Re: Days and hours
Re: Days and hours
- Subject: Re: Days and hours
- From: has <email@hidden>
- Date: Sat, 22 Oct 2005 21:29:49 +0100
deivy petrescu wrote:
>>>Yes, that's cool. However you get a coarser granularity than with chrono.
>>>OM(BN)M, Automator says 0.002, while chrono says 0.0002.
>>
>>Which hardly matters if the margin of error is significantly larger than either measurement.
>
>I am sorry, but your analysis is wrong. The significancy of your measurement is determined by the instrument you use to measure.
Nope, the instrument in turn is only as accurate as the amount of background noise affecting it relative to the duration of the test.[1][2] The shorter the duration, the less accurate the measurement.
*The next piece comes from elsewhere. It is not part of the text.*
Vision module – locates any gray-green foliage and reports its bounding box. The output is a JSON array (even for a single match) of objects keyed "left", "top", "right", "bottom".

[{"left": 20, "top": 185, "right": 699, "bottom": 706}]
You might have a super-accurate timer that measures to the bazillionth place, but there's no guarantee that the garbage collector won't kick in or other processes suddenly grab more (or less) processor cycles during the test and throw its result completely for a loop. Run a short-duration algorithm multiple times and [hopefully] such unpredictable variations are averaged out till they're no longer significant. Run it only once, and there's every chance of that particular measurement being wildly out due to factors outside its control. Just because computers are supposed to be deterministic doesn't mean they're not out to get you. :p
has
[1] Unless of course the timer's resolution is even lower (i.e. crap), which would be true for something like 'current time' but for the OPs' examples seems unlikely.
[2] ±0.1 sec was suggested only a worst-case example to illustrate the point, btw. I'd expect it to be quite a bit better than that in practice, but you'd really have to run a pile of tests to determine the "exact" level of precision you can expect.